Since financial institutions’ overly liberal or overly conservative policies on lending caused the crisis and the contraction, many economists have been thinking of solutions to prevent extremes on either side that could hurt millions of people.
The author of this book Beat Weber writes at the beginning:
“A lack of confidence in monetary and financial institutions after the recent financial crash has led to a resurgence of public debate on the topic of monetary reform, reaching a level of political prominence not seen since the period after the Great Depression.

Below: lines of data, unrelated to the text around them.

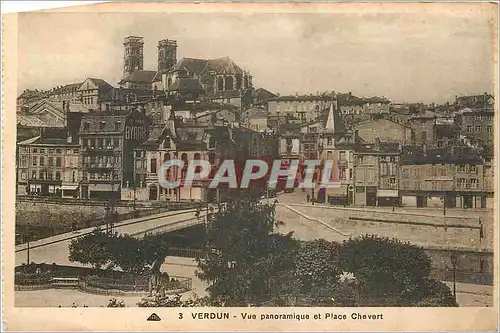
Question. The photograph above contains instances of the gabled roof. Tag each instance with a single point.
(186, 85)
(139, 76)
(102, 85)
(201, 66)
(29, 141)
(264, 95)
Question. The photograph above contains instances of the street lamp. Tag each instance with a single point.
(454, 261)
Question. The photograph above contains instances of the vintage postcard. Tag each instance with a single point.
(297, 167)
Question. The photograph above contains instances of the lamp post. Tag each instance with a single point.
(28, 248)
(454, 261)
(444, 205)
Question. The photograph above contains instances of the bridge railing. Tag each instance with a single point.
(172, 226)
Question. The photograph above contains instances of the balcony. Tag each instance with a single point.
(98, 166)
(100, 150)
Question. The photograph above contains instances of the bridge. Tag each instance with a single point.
(55, 249)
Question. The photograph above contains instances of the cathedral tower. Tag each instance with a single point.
(167, 54)
(133, 58)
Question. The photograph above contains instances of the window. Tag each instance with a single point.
(461, 182)
(211, 142)
(423, 136)
(383, 169)
(153, 165)
(342, 156)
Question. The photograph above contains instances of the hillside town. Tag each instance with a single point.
(98, 140)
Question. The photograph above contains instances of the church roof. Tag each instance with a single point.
(139, 76)
(186, 85)
(200, 66)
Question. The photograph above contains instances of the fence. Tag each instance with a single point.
(100, 286)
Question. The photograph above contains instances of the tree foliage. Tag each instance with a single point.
(90, 249)
(132, 255)
(391, 273)
(248, 262)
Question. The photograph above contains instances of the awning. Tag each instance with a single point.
(103, 187)
(336, 191)
(387, 193)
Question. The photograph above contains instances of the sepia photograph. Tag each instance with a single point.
(270, 157)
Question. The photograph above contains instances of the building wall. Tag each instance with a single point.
(309, 109)
(385, 130)
(477, 125)
(423, 130)
(40, 162)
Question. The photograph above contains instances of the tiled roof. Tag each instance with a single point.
(186, 85)
(190, 145)
(192, 65)
(30, 120)
(376, 99)
(140, 76)
(457, 155)
(29, 141)
(262, 94)
(66, 88)
(291, 98)
(225, 64)
(104, 87)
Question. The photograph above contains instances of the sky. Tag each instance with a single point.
(414, 57)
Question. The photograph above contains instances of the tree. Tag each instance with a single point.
(317, 268)
(246, 261)
(90, 249)
(390, 272)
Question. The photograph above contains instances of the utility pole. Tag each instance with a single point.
(444, 205)
(28, 249)
(454, 261)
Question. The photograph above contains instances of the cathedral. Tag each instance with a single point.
(219, 79)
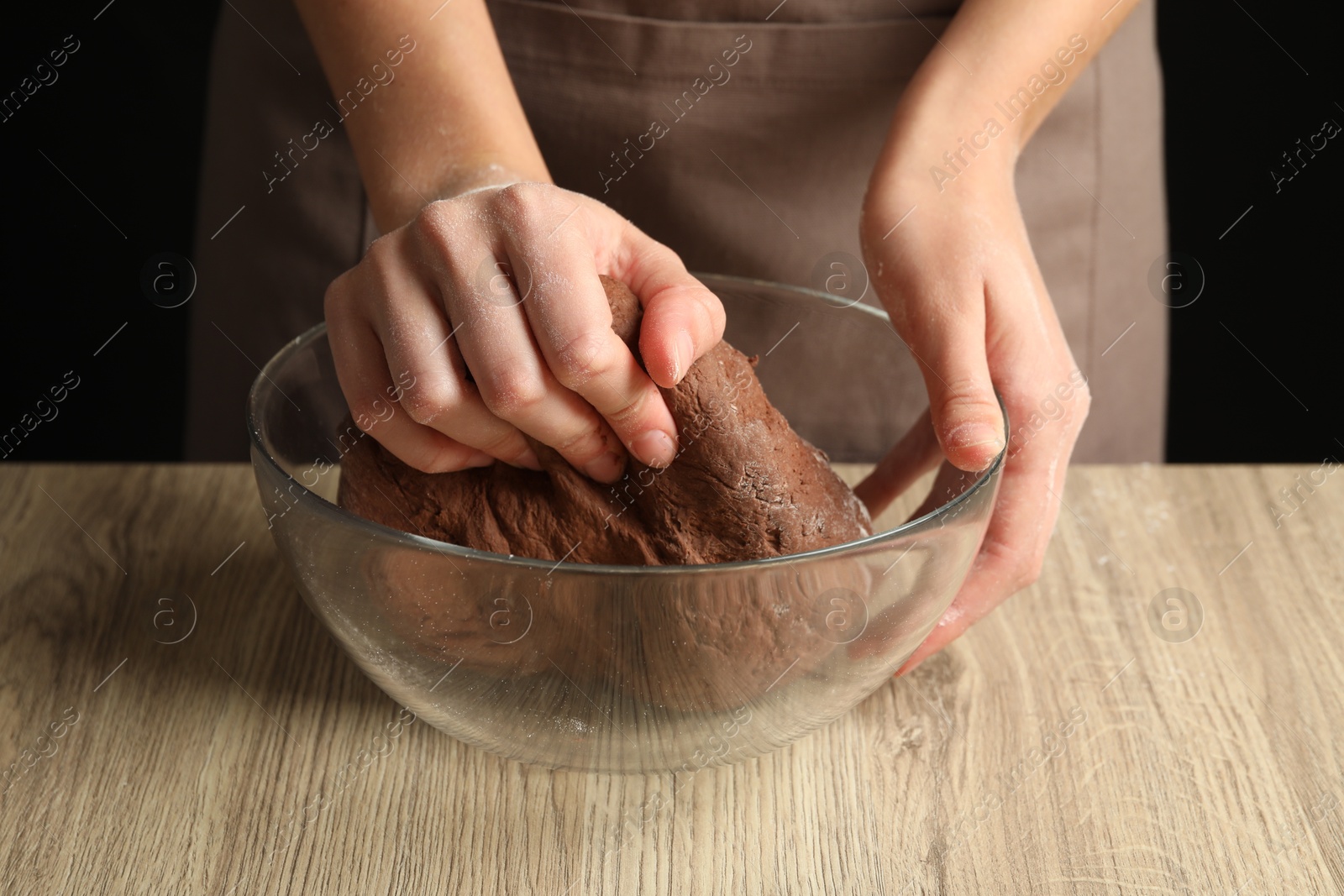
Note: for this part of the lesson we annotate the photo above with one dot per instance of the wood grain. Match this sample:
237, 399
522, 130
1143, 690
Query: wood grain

Whether privatizing money with Bitcoin, regionalizing it with local currencies or turning it into a state monopoly with either ‘Sovereign Money’ or Modern Monetary Theory’, the only economic utopians able to draw public attention in our post-crash world seem to be monetary reformers.”
The author describes his book as the ‘first proper economic analysis of the modern reform proposals,” and he looks at the ‘flaws and fallacies’ of each one that could be an ‘alternative currency system’ that could curb extremes on either side – excessive lending of money, or over-tightening its supply that could lead to economic slowdowns resulting in closures of business, loss of jobs and overall economic malaise.
We provide you below an overview of what topics are covered and discussed in this book by simply listing the titles of its chapters below.
Introduction
- What Makes Money Legitimate?
- Current Monetary Systems
- The Political Economy of Monetary Reform
- Bitcoin
- Regional Money
- Sovereign Money
- Modern Monetary Theory (MMT)
- Money and Democracy in Perspective
For those who are interested in looking at ways to avoid future financial crises such as the Great Depression of the 1930s as well as the most recent one of 2007-2009, this is the book to read.
Author:
Beat Weber is an economist at the European Affairs and International Financial Organizations Division of Oesterreichische Nationalbank, and a PhD candidate in political economy at the University of Kassel. He co-authored The Political Economy of Capital Markets Regulation (2006) as well as publishing a number of books and articles on German on the political economy of finance, and now devotes his research to investigating monetary governance and alternative currencies.